Questions asked by the justices during arguments in the case indicated they were seeking to better understand the technical issues involved, pressing lawyers for both companies about what legal test to use to determine the validity of patents involving laboratory-made antibodies.
Justice Ketanji Brown Jackson wondered how the company has "satisfied enablement" by claiming a large group but focusing its patents on a smaller group. In 2014, Amgen sued Sanofi and Regeneron for patent infringement over their rival drug Praluent, which works by a similar mechanism as Repatha. Both drugs use laboratory-made antibodies to block a protein called PCSK9 that inhibits the removal of bad cholesterol from the blood, but they achieve this result through different chemical combinations.

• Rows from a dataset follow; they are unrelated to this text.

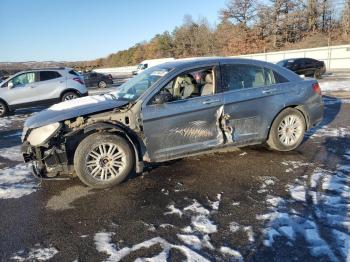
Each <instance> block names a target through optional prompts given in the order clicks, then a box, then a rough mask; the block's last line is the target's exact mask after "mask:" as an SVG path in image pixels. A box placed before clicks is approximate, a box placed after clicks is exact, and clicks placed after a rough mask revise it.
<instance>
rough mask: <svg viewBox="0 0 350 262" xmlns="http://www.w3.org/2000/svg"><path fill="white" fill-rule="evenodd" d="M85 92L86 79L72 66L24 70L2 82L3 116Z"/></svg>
mask: <svg viewBox="0 0 350 262" xmlns="http://www.w3.org/2000/svg"><path fill="white" fill-rule="evenodd" d="M86 95H88V91H87V89H86V86H85V84H84V80H83V79H82V78H81V77H80V76H79V74H78V73H77V72H75V71H74V70H73V69H71V68H64V67H63V68H49V69H36V70H30V71H22V72H19V73H17V74H15V75H13V76H11V77H10V78H8V79H6V80H5V81H3V82H1V83H0V117H2V116H5V115H7V114H8V112H10V111H14V110H16V109H18V108H28V107H33V106H45V105H52V104H55V103H58V102H61V101H65V100H71V99H74V98H77V97H81V96H86Z"/></svg>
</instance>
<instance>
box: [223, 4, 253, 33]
mask: <svg viewBox="0 0 350 262" xmlns="http://www.w3.org/2000/svg"><path fill="white" fill-rule="evenodd" d="M256 4H257V2H256V0H230V1H229V2H227V4H226V8H224V9H222V10H221V11H220V14H221V17H222V19H232V20H233V22H235V23H238V24H240V25H243V26H244V27H247V26H248V24H249V23H250V22H251V21H252V20H253V18H254V16H255V13H256Z"/></svg>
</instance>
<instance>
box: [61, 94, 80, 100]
mask: <svg viewBox="0 0 350 262" xmlns="http://www.w3.org/2000/svg"><path fill="white" fill-rule="evenodd" d="M77 97H78V96H77V95H76V94H69V95H67V96H65V97H64V101H68V100H73V99H76V98H77Z"/></svg>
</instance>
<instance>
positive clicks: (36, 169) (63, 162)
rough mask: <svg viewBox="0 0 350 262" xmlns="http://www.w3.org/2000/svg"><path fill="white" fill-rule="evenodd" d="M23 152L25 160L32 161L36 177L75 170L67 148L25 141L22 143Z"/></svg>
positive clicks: (45, 177)
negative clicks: (37, 146)
mask: <svg viewBox="0 0 350 262" xmlns="http://www.w3.org/2000/svg"><path fill="white" fill-rule="evenodd" d="M62 146H63V147H64V145H62ZM22 154H23V158H24V162H26V163H28V162H31V163H32V169H33V174H34V175H35V176H36V177H39V178H52V177H56V176H58V175H64V174H71V173H72V172H73V170H72V169H73V168H72V166H71V165H69V163H68V158H67V153H66V150H65V148H62V149H61V148H57V147H55V146H54V147H52V148H50V149H48V148H45V147H33V146H31V145H30V144H29V142H28V141H25V142H24V143H23V145H22Z"/></svg>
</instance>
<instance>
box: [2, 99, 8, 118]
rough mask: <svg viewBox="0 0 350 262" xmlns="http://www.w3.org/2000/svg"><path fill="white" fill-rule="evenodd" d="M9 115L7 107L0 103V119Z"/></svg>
mask: <svg viewBox="0 0 350 262" xmlns="http://www.w3.org/2000/svg"><path fill="white" fill-rule="evenodd" d="M8 113H9V110H8V108H7V105H6V104H5V103H4V102H2V101H0V117H3V116H6V115H7V114H8Z"/></svg>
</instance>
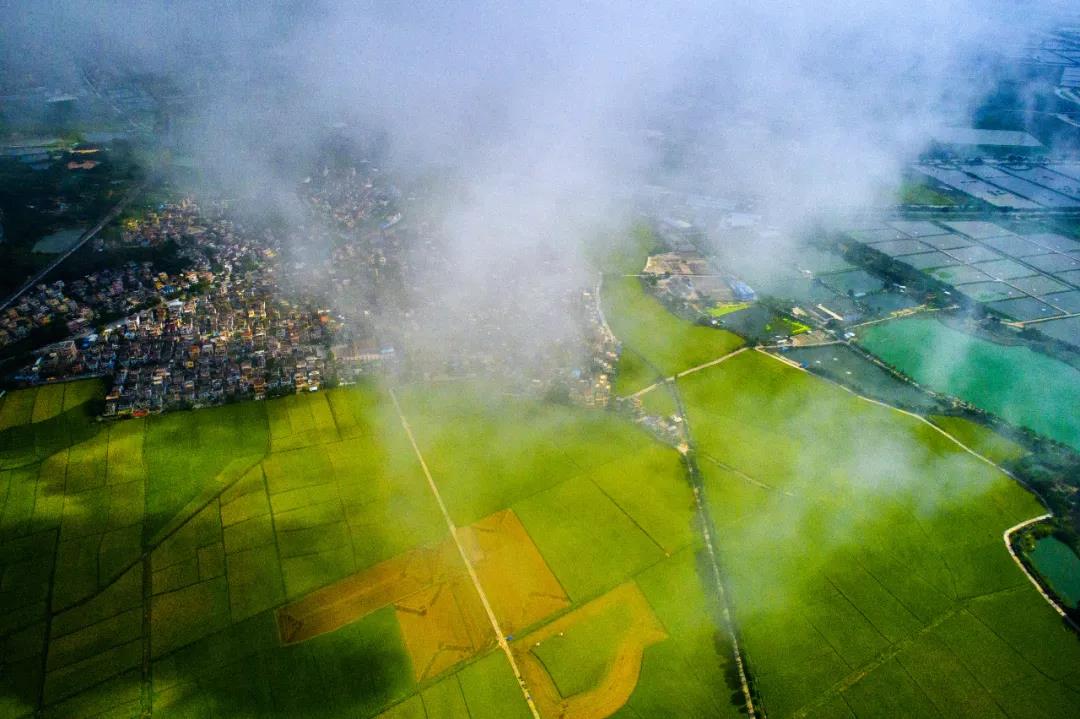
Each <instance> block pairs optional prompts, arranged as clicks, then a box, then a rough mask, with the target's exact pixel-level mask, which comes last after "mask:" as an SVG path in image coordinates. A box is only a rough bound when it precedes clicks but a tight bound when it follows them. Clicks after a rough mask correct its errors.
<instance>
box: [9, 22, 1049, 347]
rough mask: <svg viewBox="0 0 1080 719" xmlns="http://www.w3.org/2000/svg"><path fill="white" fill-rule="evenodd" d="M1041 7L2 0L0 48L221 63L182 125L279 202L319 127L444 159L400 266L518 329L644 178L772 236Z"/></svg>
mask: <svg viewBox="0 0 1080 719" xmlns="http://www.w3.org/2000/svg"><path fill="white" fill-rule="evenodd" d="M1055 8H1056V6H1055V5H1054V4H1052V3H1039V4H1038V5H1037V6H1032V5H1031V4H1029V3H1013V2H986V1H982V2H980V1H966V2H956V3H947V4H945V5H942V4H941V3H934V2H929V1H916V2H909V3H894V2H868V3H867V2H840V3H836V2H820V1H812V2H804V3H797V4H794V5H793V4H791V3H766V4H762V3H757V2H748V1H744V0H738V1H733V2H723V3H715V2H693V1H691V2H677V3H649V4H640V3H633V5H632V6H627V5H626V4H625V3H615V2H597V3H589V4H585V5H580V4H579V3H554V4H553V3H548V2H543V3H540V2H526V3H513V5H504V4H503V3H498V2H478V3H468V4H459V3H443V2H418V3H408V4H405V5H402V4H400V3H392V2H365V3H351V2H320V3H314V4H308V3H291V2H278V3H270V4H268V3H248V2H244V3H229V4H228V5H226V6H221V4H220V3H215V2H181V3H157V2H156V3H127V2H116V1H112V2H90V1H85V2H80V1H66V2H51V3H30V2H25V3H22V2H21V3H14V4H13V5H9V6H8V8H6V9H5V11H2V12H3V15H4V26H5V28H6V29H5V35H6V36H8V39H9V42H5V43H4V45H5V51H4V57H3V60H4V63H5V64H6V65H9V66H10V67H11V68H12V69H13V70H14V71H18V70H19V68H22V67H25V64H26V63H28V62H29V63H32V64H33V65H35V66H41V65H42V64H43V63H44V60H45V59H46V58H48V57H50V56H54V57H56V58H57V59H58V60H66V59H67V58H68V57H76V58H85V57H91V58H95V59H97V60H98V62H102V63H120V64H122V65H125V66H127V67H130V68H132V69H133V70H135V71H139V70H141V69H145V70H147V71H149V72H164V73H168V74H172V76H174V77H176V78H178V79H181V82H180V84H181V85H183V78H184V77H185V76H187V74H188V73H192V72H195V71H202V70H206V69H207V67H210V68H218V67H219V68H220V71H216V70H215V71H211V72H206V73H205V74H206V77H207V78H208V80H204V81H201V82H200V90H201V91H202V94H201V95H200V96H199V97H197V98H193V99H192V105H193V107H192V108H191V110H192V112H193V114H194V120H193V121H192V122H189V123H186V124H185V125H184V126H183V127H178V128H175V130H174V132H175V134H176V135H177V138H176V141H177V143H178V144H179V146H180V147H181V148H184V149H185V150H186V151H188V152H190V153H191V154H192V155H194V158H195V159H197V163H198V165H199V166H200V167H204V168H207V169H210V171H212V172H211V174H212V175H213V176H215V177H217V178H219V179H220V181H221V184H222V185H224V186H225V187H240V188H246V189H248V190H252V191H253V192H254V193H255V194H258V195H260V196H261V198H262V199H264V200H265V201H266V203H267V204H266V206H268V207H273V208H274V209H275V211H279V212H285V213H286V214H288V213H292V212H295V207H294V206H293V203H294V200H293V196H294V194H295V191H294V189H295V187H296V184H297V181H298V179H299V178H300V177H302V174H303V169H305V168H306V164H305V163H306V162H307V161H308V160H309V159H310V155H311V153H312V152H313V151H314V148H316V147H318V145H319V141H320V138H321V137H322V135H323V134H324V132H325V131H326V128H327V127H328V126H332V125H335V124H337V123H345V126H346V127H347V132H355V133H356V134H357V136H363V137H370V136H373V135H378V136H384V137H386V138H387V139H388V140H389V141H388V146H387V147H388V154H387V157H386V159H384V161H386V164H387V166H388V168H389V169H390V171H391V172H393V173H396V174H397V176H399V177H418V176H423V175H424V174H426V173H430V172H437V173H442V175H440V176H441V177H446V178H453V179H451V180H449V181H451V182H453V184H454V188H453V191H451V192H450V194H451V195H453V198H454V202H451V203H444V204H442V205H440V207H438V208H437V209H436V208H434V207H432V208H429V209H428V211H427V212H428V214H430V216H429V217H426V218H424V219H427V220H430V221H431V225H432V227H434V228H435V229H436V231H437V233H438V234H440V238H441V240H442V241H443V242H444V243H445V247H446V258H445V259H444V260H441V261H440V262H438V264H437V267H436V268H435V270H434V271H433V272H432V274H431V276H428V277H423V279H418V280H419V283H421V284H423V285H424V286H427V287H429V288H430V291H431V293H432V295H431V297H430V298H429V299H430V300H431V301H430V303H429V304H430V306H431V307H438V308H440V312H441V313H442V314H440V316H438V317H437V322H436V324H437V325H438V326H440V327H441V328H442V329H443V330H444V331H446V330H447V328H449V334H453V328H454V327H455V326H459V325H462V323H461V322H459V320H461V317H460V315H459V313H464V314H469V313H470V312H472V311H474V310H475V309H476V308H483V309H484V310H489V311H504V310H510V311H512V312H514V313H516V314H517V315H518V316H519V317H522V320H521V324H522V325H524V326H528V327H530V331H528V333H524V334H523V335H522V337H521V338H515V341H516V340H517V339H519V340H521V342H526V343H528V342H530V341H534V340H536V339H537V338H540V339H541V341H548V340H550V339H551V338H557V337H559V336H561V335H562V334H563V333H564V330H566V329H568V328H564V327H561V326H558V325H559V323H558V322H557V321H553V320H552V317H551V316H550V314H551V313H544V314H543V315H542V316H541V315H537V316H535V317H532V318H531V321H530V317H529V314H530V309H529V306H530V304H535V301H532V300H535V298H536V297H542V296H544V295H545V294H551V293H554V294H558V293H559V291H562V290H563V289H564V288H566V287H571V286H575V285H579V284H588V283H589V282H590V281H589V275H590V273H591V272H592V270H591V269H590V268H589V267H588V263H586V262H585V261H584V259H583V256H582V254H581V252H580V249H581V246H582V241H584V240H589V239H592V238H594V236H596V235H598V234H604V233H617V232H620V231H623V230H624V228H625V227H626V226H627V223H629V221H630V219H631V217H632V205H631V203H630V200H631V199H632V198H633V196H634V195H635V193H636V192H637V191H638V190H639V189H640V188H642V187H643V186H645V185H647V184H661V185H663V186H665V187H671V188H674V189H678V190H685V191H691V192H694V193H700V194H704V195H710V196H715V198H720V199H724V200H728V201H731V202H734V203H741V206H744V207H750V208H752V209H753V212H755V213H757V214H760V215H762V216H764V217H765V220H766V222H768V223H770V225H772V226H775V227H778V228H780V229H781V230H783V232H782V234H783V236H788V235H792V234H795V233H797V232H798V231H799V230H800V229H801V228H802V227H804V226H805V225H806V222H807V221H808V219H809V218H810V217H811V216H812V215H813V214H814V213H815V212H818V211H820V209H825V208H833V207H837V206H845V207H858V206H861V205H866V204H882V199H885V202H888V198H889V196H890V195H891V193H892V192H893V190H894V188H895V186H896V185H897V182H899V176H900V172H901V167H902V166H903V164H904V163H905V162H906V161H908V160H909V159H912V158H913V157H915V155H917V153H918V152H919V151H920V150H921V149H922V148H923V147H924V145H926V143H927V140H928V138H929V135H930V133H931V132H932V131H933V130H934V128H937V127H942V126H946V125H950V124H963V123H964V122H966V118H967V116H968V113H969V112H970V110H971V108H972V106H973V104H974V103H975V101H976V100H977V99H978V98H980V97H981V96H983V95H984V94H985V93H986V92H988V91H989V89H990V87H991V86H993V83H994V80H995V77H996V68H997V59H998V58H997V55H996V53H997V50H998V49H1000V48H1007V46H1015V45H1017V44H1022V43H1023V41H1024V38H1025V37H1026V36H1027V35H1028V33H1029V32H1031V31H1034V30H1035V29H1037V28H1038V27H1041V25H1042V24H1043V23H1044V22H1047V21H1048V19H1049V16H1051V15H1053V12H1054V10H1055ZM423 202H424V199H422V198H421V199H420V204H421V205H422V204H423ZM447 207H448V209H447ZM414 212H415V213H417V212H418V213H421V214H423V213H424V209H423V208H422V207H414ZM410 219H416V217H415V216H414V217H411V218H410ZM300 241H301V242H302V238H301V239H300ZM720 241H723V238H721V239H720ZM316 249H318V248H316ZM764 252H771V250H764ZM551 256H554V257H556V258H557V262H553V263H552V264H551V266H550V267H549V268H546V269H539V268H540V262H539V261H538V258H540V259H542V258H545V257H546V258H549V259H550V258H551ZM762 259H764V260H765V262H766V263H767V262H768V261H769V258H768V257H765V258H762ZM421 264H422V262H421ZM549 290H550V291H549ZM442 300H445V301H442Z"/></svg>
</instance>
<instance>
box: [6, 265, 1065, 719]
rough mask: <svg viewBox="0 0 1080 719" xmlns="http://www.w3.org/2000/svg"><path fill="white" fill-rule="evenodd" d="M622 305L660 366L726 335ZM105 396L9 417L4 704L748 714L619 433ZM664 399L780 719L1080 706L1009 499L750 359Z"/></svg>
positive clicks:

The Washington-based U.S. Court of Appeals for the Federal Circuit, which hears all patent appeals nationwide, invalidated Amgen's patents that covered PCSK9-blocking drugs as a group. The Federal Circuit in 2021 ruled that Amgen's patents granted by the government lacked the kind of detailed guidelines needed to replicate the full scope of its claims without "undue experimentation.